Oude Testament

Nieuwe Testament

Richteren 11:20-35 Het Boek (HTB)

20. Maar koning Sichon vertrouwde Israël niet. Hij verwachtte dat het niet bij een doortocht zou blijven. Daarom verzamelde hij zijn troepen in Jahza en viel Israël aan.

21-22. De Here, de God van Israël, hielp het volk Israël door koning Sichon en diens leger te verslaan. Toen nam Israël het hele gebied van de Amorieten, van de rivier de Arnon tot de Jabbok en van de woestijn tot de Jordaan in bezit.

23. De Here, de God van Israël, was het die de Amorieten hun land heeft afgenomen en het aan Israël heeft gegeven. Waarom zouden wij het dan aan u teruggeven?

24. Zoals u houdt wat uw god Kemos u heeft gegeven, zo houden wij wat de Here, onze God, ons geeft!

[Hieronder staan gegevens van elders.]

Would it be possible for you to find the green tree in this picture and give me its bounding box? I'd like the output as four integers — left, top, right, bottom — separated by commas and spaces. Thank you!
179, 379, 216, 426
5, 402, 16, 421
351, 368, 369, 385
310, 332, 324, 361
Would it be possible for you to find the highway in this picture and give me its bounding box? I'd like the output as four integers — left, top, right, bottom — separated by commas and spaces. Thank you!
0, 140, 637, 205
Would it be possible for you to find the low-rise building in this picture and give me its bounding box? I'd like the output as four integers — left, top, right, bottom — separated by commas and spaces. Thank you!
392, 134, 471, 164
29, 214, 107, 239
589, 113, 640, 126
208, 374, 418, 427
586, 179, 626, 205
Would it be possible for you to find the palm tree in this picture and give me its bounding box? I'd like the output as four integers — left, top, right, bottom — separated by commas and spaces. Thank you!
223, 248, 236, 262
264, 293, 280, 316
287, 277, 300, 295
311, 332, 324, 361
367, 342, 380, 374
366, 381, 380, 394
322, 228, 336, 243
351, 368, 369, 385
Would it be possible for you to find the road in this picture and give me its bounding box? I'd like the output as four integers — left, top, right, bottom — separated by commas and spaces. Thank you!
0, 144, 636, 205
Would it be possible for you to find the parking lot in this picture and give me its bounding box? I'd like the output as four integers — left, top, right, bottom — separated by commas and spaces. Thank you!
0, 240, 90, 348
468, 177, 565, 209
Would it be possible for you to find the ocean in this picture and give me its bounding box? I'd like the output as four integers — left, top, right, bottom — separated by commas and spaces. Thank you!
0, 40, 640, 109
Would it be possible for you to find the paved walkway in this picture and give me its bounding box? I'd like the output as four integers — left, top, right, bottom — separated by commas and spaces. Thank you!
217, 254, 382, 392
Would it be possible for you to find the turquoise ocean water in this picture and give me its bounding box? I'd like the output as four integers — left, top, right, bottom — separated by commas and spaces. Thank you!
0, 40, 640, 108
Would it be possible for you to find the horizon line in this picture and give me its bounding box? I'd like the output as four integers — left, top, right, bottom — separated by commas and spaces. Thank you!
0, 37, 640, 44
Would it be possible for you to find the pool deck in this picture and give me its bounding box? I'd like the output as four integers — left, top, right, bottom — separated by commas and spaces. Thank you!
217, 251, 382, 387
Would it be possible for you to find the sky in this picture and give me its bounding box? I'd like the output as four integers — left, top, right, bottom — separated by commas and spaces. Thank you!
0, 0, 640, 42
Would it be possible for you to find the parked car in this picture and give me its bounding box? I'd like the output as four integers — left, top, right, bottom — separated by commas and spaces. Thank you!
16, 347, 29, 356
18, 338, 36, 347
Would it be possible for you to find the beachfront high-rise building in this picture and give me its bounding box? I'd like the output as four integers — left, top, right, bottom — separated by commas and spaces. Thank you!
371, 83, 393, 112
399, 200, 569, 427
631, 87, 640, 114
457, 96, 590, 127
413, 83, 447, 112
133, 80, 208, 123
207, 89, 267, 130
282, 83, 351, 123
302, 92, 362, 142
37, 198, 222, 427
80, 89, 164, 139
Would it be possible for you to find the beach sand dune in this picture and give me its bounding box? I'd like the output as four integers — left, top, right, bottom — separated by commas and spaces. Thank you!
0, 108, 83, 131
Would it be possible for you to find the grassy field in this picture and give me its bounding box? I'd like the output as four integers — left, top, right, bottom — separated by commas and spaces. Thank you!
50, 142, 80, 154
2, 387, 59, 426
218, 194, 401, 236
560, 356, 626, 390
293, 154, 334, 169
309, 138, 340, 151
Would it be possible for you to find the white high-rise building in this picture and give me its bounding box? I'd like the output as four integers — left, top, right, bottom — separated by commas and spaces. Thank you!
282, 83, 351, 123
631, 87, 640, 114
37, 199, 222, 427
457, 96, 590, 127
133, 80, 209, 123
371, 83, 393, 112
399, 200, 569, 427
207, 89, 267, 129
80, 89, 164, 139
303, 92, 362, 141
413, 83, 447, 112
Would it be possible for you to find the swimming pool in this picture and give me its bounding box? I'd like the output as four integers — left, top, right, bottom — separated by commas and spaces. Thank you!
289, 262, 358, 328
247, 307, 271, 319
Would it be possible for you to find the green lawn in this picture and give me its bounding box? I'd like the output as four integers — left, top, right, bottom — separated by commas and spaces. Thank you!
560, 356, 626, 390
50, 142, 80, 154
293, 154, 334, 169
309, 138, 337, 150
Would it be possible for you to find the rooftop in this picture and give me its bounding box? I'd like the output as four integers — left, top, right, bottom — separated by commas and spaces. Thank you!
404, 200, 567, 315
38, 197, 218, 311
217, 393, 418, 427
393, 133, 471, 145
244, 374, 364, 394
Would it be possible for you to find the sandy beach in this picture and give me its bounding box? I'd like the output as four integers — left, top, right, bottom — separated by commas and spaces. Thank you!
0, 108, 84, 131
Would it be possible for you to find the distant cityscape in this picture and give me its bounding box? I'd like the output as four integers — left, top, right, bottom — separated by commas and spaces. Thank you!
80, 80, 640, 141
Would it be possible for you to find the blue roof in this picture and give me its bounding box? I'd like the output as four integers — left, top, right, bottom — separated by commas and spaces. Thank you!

25. Trouwens, wie denkt u eigenlijk dat u bent? Bent u beter dan koning Balak, de zoon van Sippor, van Moab? Heeft hij soms geprobeerd zijn land te heroveren, nadat Israël hem had verslagen?

26. Maar nu, na driehonderd jaar, maakt u er een probleem van. Al die tijd heeft Israël hier gewoond, verspreid over het gebied tussen Chesbon en Aroër en langs de rivier de Arnon. Waarom hebt u niet eerder geprobeerd dit gebied terug te krijgen?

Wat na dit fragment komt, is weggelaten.